Foucault now explores disciplinary power and its operations, in order to discover how individual cells or bodies are created out of a group. The individual is a modern invention, a construction of power. It is a body that is observed, and compared to a "norm" of average behavior. This section essentially becomes a further explanation of the operation of discipline in terms of observation and training, rather than exercise.

Observation is again important. It undergoes a further change, however: now it is a mechanism that coerces, rather than the process by which the public watches an execution. Foucault's point is that you can be coerced or forced to do something by being observed constantly. Not only do you feel self-conscious, but your behavior changes. This is an excellent example of the operation of power: an effect occurs on your body without physical violence.

Foucault charts the development not just of the process of observation but of the institutions in which it operates. The perfect disciplinary institution, he argues, is that in which everything can be seen at once: this is a clear reference to the Panopticon discussed in the next section. The way Foucault links the development of observatories to scientific developments shows his early interest in the history of science, but also one of the major criticisms of his work: that he puts theory before evidence. Whether such observatories were designed, or whether military camps actually operated in the way he describes is uncertain. This is perhaps unnecessary to the overall argument, which depends more on Foucault's philosophical interpretation of society than on historical evidence.
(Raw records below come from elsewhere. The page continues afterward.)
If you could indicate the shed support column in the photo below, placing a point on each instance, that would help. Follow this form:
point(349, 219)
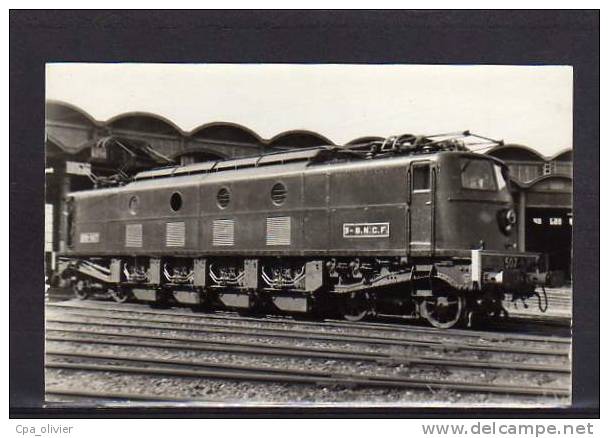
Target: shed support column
point(522, 220)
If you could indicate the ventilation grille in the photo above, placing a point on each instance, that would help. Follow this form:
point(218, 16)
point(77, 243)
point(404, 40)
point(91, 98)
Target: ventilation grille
point(278, 231)
point(133, 236)
point(176, 234)
point(224, 232)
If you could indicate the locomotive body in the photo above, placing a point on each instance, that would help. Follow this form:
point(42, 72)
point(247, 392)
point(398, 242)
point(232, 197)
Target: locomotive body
point(425, 233)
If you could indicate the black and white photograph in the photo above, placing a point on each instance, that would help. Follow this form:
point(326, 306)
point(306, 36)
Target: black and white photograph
point(308, 235)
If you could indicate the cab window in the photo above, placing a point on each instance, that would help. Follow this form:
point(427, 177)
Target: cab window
point(478, 175)
point(420, 177)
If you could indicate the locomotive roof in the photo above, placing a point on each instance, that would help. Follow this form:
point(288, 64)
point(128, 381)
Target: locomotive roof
point(231, 171)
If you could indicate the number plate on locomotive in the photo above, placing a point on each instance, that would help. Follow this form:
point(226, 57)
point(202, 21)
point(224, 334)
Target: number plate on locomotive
point(376, 229)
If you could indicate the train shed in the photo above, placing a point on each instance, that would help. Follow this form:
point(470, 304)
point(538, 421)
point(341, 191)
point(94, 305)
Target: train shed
point(80, 149)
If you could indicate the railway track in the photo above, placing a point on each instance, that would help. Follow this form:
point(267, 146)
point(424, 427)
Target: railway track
point(203, 328)
point(375, 327)
point(101, 327)
point(181, 368)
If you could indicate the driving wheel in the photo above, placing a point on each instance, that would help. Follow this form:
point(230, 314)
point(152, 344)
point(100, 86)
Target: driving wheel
point(81, 289)
point(119, 295)
point(445, 310)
The discussion of the norm returns to the point made in Foucault's discussion of the judicial inquisition: that the status of judgment changed in the pre-modern period. Judgment now concerns an arbitrary standard: pupils, soldiers and prisoners are observed and measured against this standard. What is normal is good, and what is abnormal is bad and must be corrected. Penality becomes about correcting deviations from the norm, organizing people into ranks and classifications according to their "normality". For Foucault, the norm is an entirely negative and harmful idea that allows the oppression and silencing of deviants and the "abnormal." The aim of Discipline and Punish is to show how unnatural this process is.

Examination unites the processes of observation and normalization. It covers both the school exam and the medical examination, and was developed only in the eighteenth century. In an examination, the individual is looked at, written about and analyzed. There are similarities here with the concept of the "clinical gaze" that Foucault relates in his history of medicine, The Birth of the Clinic.

Foucault's negative conception of individuality is important. Advertising and the mass media tend to praise people seen as "individuals," but for Foucault the individual is a harmful device constructed by power. The more abnormal and excluded you are, the more individual you become. Individuality is the mark of the mental patient and the convict. It has nothing to do with taking control over one's own life. To free the excluded and allow them to speak, we need either to make them anonymous, or to expose the structures that separate them from "normal" society.